Regarding “Lighting candles for the community with Paula Goldman” (Last Word, Dec. 22):
Fine story about a wonderful person. Congrats to Paula Goldman on her decades of service to the Jewish community.
LES BERGEN
Arlington

A free trip is not a birthright

Regarding “The Birthright imperative” (Editorial, Dec. 8):
It is time for the Jewish community to end funding $4,500 vacations to Israel for mostly wealthy young people to get a “free” vacation to Israel via Birthright, and for the U.S. taxpayer to not have to subsidize Birthright via tax-deductible contributions.

Birthright notes the much lower intermarriage rate of participants as a reason for continuing the program. This is due to the self-selection of who chooses to go on the trips.

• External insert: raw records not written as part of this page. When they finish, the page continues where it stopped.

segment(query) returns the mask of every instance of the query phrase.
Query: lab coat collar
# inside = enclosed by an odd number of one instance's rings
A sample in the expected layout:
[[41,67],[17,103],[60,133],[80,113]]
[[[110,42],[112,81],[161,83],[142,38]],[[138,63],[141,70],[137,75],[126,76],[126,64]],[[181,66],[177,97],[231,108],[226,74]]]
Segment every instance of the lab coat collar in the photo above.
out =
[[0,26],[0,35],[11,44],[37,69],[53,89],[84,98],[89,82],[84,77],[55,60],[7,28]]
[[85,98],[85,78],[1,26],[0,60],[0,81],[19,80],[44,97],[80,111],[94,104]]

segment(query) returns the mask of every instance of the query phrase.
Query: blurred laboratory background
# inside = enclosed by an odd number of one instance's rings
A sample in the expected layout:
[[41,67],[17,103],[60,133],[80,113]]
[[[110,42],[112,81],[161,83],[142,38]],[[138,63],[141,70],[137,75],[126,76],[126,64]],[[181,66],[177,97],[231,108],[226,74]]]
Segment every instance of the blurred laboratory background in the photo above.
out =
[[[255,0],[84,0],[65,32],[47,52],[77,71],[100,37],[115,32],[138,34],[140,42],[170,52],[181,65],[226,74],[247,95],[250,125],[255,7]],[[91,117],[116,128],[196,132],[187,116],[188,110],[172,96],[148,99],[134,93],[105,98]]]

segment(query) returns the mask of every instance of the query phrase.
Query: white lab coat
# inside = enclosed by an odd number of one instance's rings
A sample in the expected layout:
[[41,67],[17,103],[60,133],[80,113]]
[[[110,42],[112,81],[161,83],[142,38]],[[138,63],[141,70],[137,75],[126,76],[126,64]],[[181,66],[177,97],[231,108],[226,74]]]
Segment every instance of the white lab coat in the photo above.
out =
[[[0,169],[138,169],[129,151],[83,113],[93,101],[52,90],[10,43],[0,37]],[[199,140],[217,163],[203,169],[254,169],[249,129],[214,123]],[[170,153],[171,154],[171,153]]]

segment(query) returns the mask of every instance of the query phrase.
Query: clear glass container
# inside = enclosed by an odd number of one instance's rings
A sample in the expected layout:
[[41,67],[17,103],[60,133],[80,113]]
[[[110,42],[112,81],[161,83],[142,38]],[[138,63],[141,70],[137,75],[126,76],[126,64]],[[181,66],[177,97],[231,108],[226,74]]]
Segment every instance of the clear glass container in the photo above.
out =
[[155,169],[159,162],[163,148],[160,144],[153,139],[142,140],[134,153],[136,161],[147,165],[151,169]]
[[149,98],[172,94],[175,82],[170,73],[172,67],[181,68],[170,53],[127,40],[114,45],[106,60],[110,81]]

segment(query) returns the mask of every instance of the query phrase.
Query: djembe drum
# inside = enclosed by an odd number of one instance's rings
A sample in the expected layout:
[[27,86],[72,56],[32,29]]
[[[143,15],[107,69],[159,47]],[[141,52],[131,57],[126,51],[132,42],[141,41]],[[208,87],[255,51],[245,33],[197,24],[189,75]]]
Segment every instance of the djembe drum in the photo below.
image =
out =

I would tell WJW readers to use their hard earned money to help people who actually need it, the Jewish community to stop promoting Birthright and the IRS to revoke its tax-exempt status.
DEBBY PRIGAL
Washington, D.C.

Threat to diversity

Noama Abu Heichal is an excellent example of how non-Jewish citizens of Israel play a critical role in its day-to-day life (“My second family, unified by common value,” Opinion, Dec. 15). Another are Bedouins who serve in the Israeli military.

However Heichal’s contributions as a Muslim emergency medical technician with United Hatzalah may be jeopardized if incoming Prime Minister Benjamin Netanyahu allows his appointed cabinet ministers Itamar Ben-Gvir and Bezalel Smotrich, Jewish supremacists, to apply their views as a policy addressing Israel’s Muslim population.
BARRY DWORK
Alexandria

Fur is dead

I was surprised and saddened to read about Jack Green’s “love” for the fur industry (You Should Know, Dec. 8). I want to believe that the Greens are decent people who are somehow unaware of the unspeakable cruelty inherent in this business, both before the animals are killed, and during the killing itself. Thankfully, in the modern era, humans have no need to make garments from the bodies of other animals. Rarely have I met a person in recent years (especially a young person) who finds this acceptable. In the words of some animal protection groups, Fur is Dead.
SHIRLEY CHARNEY FELDMAN
Silver Spring

The ‘forest’ in the affirmative action debate

The editors are not seeing the forest for the trees regarding finding alternatives to affirmative action (Editorial, Dec. 8).

The answer to improving educational outcomes among Black youth is simple: (1) End public school education monopoly on K to 12 education — competition improves quality. (2) Get politics out of public school education by disenfranchising teachers’ unions — COVID shutdowns proved that unions care more about teachers than student outcomes. (3) Promote school choice in the poorest neighborhoods, including predominantly Black neighborhoods.

Increasing college scholarships for Blacks and reducing white legacy enrollments, as WJW suggests, will not repair the poor services that public schools deliver to Black populations.